May 7, 2013
We have a lot to do before setting off, it nearly as bad as setting out from Colmenar. Chris is packing his stuff into his camper van to head down south, we have to pack the bikes from scratch because everything has been taken out of the bags over the last week and we have to sort out the house, clearing out food and trying to remember to turn off water, electric etc. We’ve planned a short run today as we anticipated starting off late, we expect to feel unfit and Ken’s back is not quite back to normal, so he needs to make sure he doesn’t do any more damage. I’m worried that I’ll forget something vital that we need on the bikes or I’ll forget to do something vital before leaving the house. When we eventually do set off we have that horrible wobbly feeling again as we try to adapt to the weight on the bikes.

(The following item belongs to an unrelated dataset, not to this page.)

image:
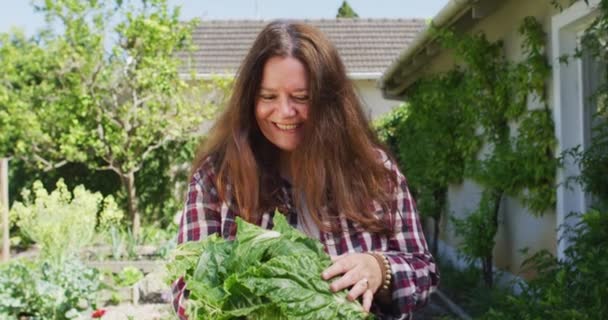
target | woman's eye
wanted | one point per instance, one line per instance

We pick up the road we went along a couple of days ago. It is a succession of gradual climbs and gradual descents and we soon get into our stride. The sky is full of dark clouds threatening rain, but there is a slight breeze behind us and it is warm, quite good cycling weather in fact. The landscape is one of remote moorland. We hit a really good stretch of flat road on a plateau for a few kilometres, before running downhill for a few more and then the inevitable long, slow uphill. The rain is still holding off. We seem to be travelling through an area particularly supportive of cycle tourists, people wave, toot their horns or shout ‘bon voyage’ as we pass by and when we stop for a picnic lunch we are joined by a little old lady dressed in black who shook our hands and then talked non-stop for half-an-hour even though we haven’t a clue what she was saying.
The new route we have taken has the benefit of heading towards a place we know called Almeida, which is a fortified village (nearly all the villages on the Portuguese side of the frontier with Spain are fortified and many are the scenes of battles which took place in the Peninsula Wars). It has a Pousada (equivalent of a Parador in Spain) within the walls of the fort, which is an up-market hotel in an historic setting – usually a converted castle. This was another reason for changing our route because struggling to find accommodation can lead to long cycling days, which we don’t want on this first run after a break. At the top of the long hill we reach the village, enter the fort through the gatehouse and check-in to the Pousada with no problems. The Pousada has huge rooms in a classical old style but with new style technology like WiFi, giving me the opportunity to make contact with the outside world for the first time in a week. Our house in Urgueira is a real get-away-from-it-all place where you can’t get a signal for your ‘phone or TV nor WiFi. Nice for a while, but sends you a bit bonkers after that.
The receptionist tells me that it’s going to rain tomorrow and the TV weather forecast says the same thing. Maybe we’ll be lucky again and it won’t materialize.